THE JOURNAL OF INTERNATIONAL SOCIAL RESEARCH, cilt.13, sa.69, ss.721-728, 2020 (Hakemli Dergi)
Bu araştırma tarihi süreç içerisinde depremlerin toplum tarafından nasıl algılandıklarına yoğunlaşmaktadır. Rasyonel dünya
algısının gelişmediği dönemlerde insanlar depremleri doğaüstü güçlerle açıklama eğilimindeyken afetleri yaratıcıdan gelen uyarı, ceza
gibi metafizik süreçlerle açıklama eğiliminde olmuşlardır. İlkin mitolojik öğelerle açıklanan depremler semavi dinlerle beraber
genellikle metafizik bir boyutta algılanmıştır. Tehlikenin algılanma biçimi beraberinde daha mistik baş etme pratiklerini geliştirmiştir.
Hem Hristiyan hem de İslam kaynaklarında bunun birçok örneğine rastlanmaktadır. Aydınlanmayla beraber giderek rasyonelleşen
dünya algısı beraberinde depremleri amprik süreçlerle açıklama eğilimi oluşturdu. Özellikle 1755 Lizbon Depremi’nde yaşananlar
depremleri daha rasyonel biçimde algılama tartışmalarını körüklemiştir. Depremlerin ampirik düzeyde algılanma süreci beraberinde
teknokratik önlemleri geliştirmiştir.

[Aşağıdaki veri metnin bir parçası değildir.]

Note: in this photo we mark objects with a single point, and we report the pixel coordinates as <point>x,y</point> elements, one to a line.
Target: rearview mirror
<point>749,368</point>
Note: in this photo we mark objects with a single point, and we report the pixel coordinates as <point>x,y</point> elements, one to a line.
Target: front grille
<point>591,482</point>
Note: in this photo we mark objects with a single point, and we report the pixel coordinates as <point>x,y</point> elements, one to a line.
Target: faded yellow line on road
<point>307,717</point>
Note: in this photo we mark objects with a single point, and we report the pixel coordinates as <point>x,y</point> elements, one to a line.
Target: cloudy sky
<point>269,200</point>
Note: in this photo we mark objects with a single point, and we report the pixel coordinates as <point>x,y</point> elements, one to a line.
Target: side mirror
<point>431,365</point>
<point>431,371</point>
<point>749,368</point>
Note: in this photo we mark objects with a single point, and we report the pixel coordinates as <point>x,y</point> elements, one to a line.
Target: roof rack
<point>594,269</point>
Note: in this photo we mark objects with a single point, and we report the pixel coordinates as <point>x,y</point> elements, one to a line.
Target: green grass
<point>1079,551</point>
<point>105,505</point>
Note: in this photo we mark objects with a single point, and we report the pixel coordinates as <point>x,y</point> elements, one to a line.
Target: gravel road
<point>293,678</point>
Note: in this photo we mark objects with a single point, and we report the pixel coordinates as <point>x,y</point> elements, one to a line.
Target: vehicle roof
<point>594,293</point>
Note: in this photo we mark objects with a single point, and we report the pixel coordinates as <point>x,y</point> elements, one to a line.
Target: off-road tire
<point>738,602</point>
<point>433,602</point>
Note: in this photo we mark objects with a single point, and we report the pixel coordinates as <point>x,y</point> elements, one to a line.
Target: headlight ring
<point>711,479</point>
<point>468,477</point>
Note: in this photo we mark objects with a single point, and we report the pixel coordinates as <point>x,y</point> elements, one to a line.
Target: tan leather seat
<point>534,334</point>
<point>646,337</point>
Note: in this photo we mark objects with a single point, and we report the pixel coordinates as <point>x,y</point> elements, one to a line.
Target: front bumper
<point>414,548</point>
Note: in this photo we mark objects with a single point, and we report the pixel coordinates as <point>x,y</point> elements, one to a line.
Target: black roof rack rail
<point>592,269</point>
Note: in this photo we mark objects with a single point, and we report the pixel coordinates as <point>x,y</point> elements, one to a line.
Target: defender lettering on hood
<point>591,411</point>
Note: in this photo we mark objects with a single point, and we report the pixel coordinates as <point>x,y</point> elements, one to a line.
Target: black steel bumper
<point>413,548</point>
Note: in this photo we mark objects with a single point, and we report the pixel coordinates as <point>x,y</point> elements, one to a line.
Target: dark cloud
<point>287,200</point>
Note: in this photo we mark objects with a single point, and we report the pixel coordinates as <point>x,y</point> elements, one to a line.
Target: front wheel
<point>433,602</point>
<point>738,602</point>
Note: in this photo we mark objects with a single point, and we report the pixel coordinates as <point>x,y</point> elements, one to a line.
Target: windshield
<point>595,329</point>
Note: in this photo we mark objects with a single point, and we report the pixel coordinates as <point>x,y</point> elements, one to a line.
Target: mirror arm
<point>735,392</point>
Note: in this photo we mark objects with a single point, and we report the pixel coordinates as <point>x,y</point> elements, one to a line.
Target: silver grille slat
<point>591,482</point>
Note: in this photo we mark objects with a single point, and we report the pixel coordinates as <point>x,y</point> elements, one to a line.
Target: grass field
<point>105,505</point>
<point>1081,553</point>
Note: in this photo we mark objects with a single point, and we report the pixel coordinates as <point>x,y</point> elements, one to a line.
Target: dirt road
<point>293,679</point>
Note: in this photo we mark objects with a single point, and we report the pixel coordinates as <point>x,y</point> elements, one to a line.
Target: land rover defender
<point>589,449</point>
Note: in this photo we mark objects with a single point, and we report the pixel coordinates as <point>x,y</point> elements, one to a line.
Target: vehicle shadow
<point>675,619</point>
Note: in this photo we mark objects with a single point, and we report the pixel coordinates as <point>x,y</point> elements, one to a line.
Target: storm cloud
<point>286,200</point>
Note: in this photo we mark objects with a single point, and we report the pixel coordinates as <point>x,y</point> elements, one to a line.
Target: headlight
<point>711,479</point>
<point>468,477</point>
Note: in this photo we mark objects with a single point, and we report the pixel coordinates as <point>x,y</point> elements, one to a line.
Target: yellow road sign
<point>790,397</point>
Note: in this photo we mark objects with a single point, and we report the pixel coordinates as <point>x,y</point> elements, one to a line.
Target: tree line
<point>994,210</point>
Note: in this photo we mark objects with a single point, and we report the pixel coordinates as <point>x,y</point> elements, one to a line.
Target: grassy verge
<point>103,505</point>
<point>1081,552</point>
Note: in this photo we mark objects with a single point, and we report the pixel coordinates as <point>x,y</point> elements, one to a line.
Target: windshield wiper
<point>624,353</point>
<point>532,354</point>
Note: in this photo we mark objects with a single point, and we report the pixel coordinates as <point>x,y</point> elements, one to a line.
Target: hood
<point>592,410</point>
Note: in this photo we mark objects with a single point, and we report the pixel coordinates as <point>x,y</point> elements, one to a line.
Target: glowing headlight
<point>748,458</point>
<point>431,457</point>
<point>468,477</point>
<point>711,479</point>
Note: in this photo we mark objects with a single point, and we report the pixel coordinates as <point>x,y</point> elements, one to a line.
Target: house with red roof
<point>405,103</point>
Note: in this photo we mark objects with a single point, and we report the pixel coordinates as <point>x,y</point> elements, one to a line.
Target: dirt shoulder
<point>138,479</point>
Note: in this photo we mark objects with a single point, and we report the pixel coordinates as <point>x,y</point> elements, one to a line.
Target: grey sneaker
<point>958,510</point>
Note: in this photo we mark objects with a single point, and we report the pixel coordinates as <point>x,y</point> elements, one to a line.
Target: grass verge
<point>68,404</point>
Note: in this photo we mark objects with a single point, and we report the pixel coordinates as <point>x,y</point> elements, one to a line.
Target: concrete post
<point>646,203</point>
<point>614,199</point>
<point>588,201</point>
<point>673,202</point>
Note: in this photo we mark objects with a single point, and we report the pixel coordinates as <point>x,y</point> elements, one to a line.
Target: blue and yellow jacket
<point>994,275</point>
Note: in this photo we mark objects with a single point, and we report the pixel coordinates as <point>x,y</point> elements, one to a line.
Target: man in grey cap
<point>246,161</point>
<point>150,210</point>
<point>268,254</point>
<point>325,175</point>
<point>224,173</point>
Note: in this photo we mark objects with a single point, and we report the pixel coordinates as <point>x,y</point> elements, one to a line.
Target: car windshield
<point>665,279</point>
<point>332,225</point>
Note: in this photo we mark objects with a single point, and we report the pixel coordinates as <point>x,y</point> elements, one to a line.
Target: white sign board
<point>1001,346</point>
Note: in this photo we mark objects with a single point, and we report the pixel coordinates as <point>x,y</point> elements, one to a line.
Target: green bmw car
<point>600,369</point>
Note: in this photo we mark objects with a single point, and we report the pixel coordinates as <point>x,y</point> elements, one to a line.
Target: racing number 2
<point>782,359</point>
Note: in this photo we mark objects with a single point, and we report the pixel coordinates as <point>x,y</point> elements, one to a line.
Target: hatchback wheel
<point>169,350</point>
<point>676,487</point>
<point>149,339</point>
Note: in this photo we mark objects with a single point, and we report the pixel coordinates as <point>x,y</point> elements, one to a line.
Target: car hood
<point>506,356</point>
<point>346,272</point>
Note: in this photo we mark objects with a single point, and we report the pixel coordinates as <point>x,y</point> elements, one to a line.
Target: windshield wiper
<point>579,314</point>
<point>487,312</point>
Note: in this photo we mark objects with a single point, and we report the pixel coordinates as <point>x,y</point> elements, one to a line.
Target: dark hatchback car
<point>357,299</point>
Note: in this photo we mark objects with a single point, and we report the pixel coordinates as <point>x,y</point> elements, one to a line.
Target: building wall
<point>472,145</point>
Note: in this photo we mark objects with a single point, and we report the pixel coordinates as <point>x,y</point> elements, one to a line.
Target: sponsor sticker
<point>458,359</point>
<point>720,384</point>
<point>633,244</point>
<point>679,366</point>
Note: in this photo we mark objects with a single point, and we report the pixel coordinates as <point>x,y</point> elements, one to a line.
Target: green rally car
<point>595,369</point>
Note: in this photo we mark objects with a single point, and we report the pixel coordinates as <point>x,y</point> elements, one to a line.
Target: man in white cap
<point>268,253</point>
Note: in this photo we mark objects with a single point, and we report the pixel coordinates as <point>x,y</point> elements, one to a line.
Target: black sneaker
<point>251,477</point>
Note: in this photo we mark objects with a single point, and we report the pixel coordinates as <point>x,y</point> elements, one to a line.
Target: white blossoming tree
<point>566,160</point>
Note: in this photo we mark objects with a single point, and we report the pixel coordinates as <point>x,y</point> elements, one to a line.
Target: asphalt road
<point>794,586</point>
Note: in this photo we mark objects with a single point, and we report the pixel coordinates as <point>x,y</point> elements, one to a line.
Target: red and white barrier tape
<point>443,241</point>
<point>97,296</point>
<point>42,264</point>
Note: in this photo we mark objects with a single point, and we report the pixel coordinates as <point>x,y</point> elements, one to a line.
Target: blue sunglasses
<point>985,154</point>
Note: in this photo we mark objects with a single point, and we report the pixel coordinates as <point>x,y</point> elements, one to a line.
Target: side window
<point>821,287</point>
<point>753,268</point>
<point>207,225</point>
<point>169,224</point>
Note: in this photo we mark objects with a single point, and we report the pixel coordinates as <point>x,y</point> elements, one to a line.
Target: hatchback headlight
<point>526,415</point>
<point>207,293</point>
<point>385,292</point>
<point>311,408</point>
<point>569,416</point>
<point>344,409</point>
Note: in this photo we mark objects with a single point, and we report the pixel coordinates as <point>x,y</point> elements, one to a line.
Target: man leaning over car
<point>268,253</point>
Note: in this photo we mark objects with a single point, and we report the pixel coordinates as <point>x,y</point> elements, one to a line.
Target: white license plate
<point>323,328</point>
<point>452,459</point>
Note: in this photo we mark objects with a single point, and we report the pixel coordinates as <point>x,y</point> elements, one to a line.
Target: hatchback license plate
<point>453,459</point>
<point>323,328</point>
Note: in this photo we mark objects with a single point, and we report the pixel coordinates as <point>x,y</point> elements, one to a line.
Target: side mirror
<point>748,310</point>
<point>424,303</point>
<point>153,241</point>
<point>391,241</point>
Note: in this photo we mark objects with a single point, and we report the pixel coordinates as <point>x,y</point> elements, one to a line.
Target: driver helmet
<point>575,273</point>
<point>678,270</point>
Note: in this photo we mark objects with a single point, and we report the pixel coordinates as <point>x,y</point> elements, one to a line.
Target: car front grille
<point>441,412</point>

Bu bağlamda sismik aktiviteleri ölçmek üzere dünyanın dört bir yanına ölçekler yerleştirilmiş,
fiziksel yapıyı güçlendirecek mühendislik hizmetleri ile deprem zararları azaltılmaya çalışılmıştır. Fakat bu önlemlerin tek başına
yeterli olmadığı, kayıp ve zararlara yol açan faktörlerin sosyal ve ekonomik süreçlerle oluştuğuna dair tartışmalar, beraberinde zarar
görebilirlik yaklaşımını geliştirmiştir. Özellikle sosyal bilimcilerin de tartışmaya dahil olmasıyla savunma hattı doğadan, toplumsal
alana çekilmiştir. Günümüzde zarar görebilirlik tartışmaları özellikle sosyal ve ekonomik açıdan kırılgan olan varlık ve gruplara dikkat
çekmektedir. Bu araştırma genel olarak deprem algısındaki bu düşünsel dönüşüm süreçlerinin izlerini takip etmiştir.